Authors write acknowledgments to publicly record their indebtedness to the living and the dead who helped them in the process of researching and writing their books. I have done a lot of this in my previous sixteen monographs and four edited volumes. Now that I am on my seventeenth monograph, it occurred to me that my acknowledgment should properly focus on the not-yet born. I expect their coming onto the academic scene, to carry forward the ideas in this book. I acknowledge their accomplishments of this task and the claim past scholarship has on them.
This approach to acknowledgment is very important for those of us who are Africans and/or Pentecostals. We write not only with an eye on the current intellectual questions and debates, but also with an ear on the distant sound of the footsteps of coming generations. We are building a body of work for the next generations, whose coming is expected and whose joy in inheriting and encountering works and ideas left for them by their own deeply excites me. I acknowledge here the inspiration I received from the generations of Africans and Pentecostals who are coming after me. I acknowledge the intellectual powers of those who come after me, the straps of whose sandals I am not worthy to untie. I have no greater joy than to expect that my brothers and sisters, my children, will be committed to the quest for truth rooted in the public intercourse of rigorous ideas.
Now let me turn to the past and present generations who assisted me in bringing the idea of this book to fruition. I salute Catherine Keller of Drew University, who read a draft of chapter 4 and blessed me with her gifts and insights that improved its quality. I am also grateful to Boston University School of Theology colleagues in the Track 2 Theology and Ethics colloquium who read and commented on chapters 1 and 4. Erica Ramirez, doctoral candidate at Drew University travelled all the way from New Orleans, where she was living with her family, to attend the colloquium on Wednesday, December 2, 2015 when I presented chapter 1. Erica, thanks for your enthusiastic support of my scholarship. The editors and staff of the State University of New York Press, Christopher Ahn, Chelsea Miller, Diane Ganeles, and Dana Foote did great service to the cause of publishing this book, a service that models what good editors should be. I also wish to thank Douglas L. Donkel, editor of the SUNY series in Theology and Continental Thought, for his support. Thanks to Ms. Itohan Mercy Idumwonyi of Rice University for finding time to prepare the index amid writing her dissertation.

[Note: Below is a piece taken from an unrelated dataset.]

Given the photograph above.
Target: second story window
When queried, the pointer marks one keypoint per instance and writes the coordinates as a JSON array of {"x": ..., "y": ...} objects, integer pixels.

I also acknowledge all my teachers, past and present, in formal and informal settings, who helped to form and inspire me to work at the uncomfortable intersectionality of disciplines. I am a scholar on the boundary. I work on the boundaries of economics and ethics, economics and religion, economics and philosophy, ethics and theology, philosophy and theology, social history and ethics, social sciences and theology, and present and not-yet-present knowledges. My thinking always functions at an interstitial site, wrestling in a contact zone of disciplines that is neither/nor. This is a site that opposes binary opposition, oscillating between spheres of knowledge. It is the fragile, fleeting, and slippery para-site of erotic, new, refreshing insights and lights. I am talking of the uncanny non-place that promises to birth the underivably new in history. My soul finds deep peace at this frontier, the edge of knowledge that is always approaching and withdrawing approach. This book reflects this orientation of my scholarship. And I thank you, the reader, for your forbearance in walking and working with me in this unhomely space.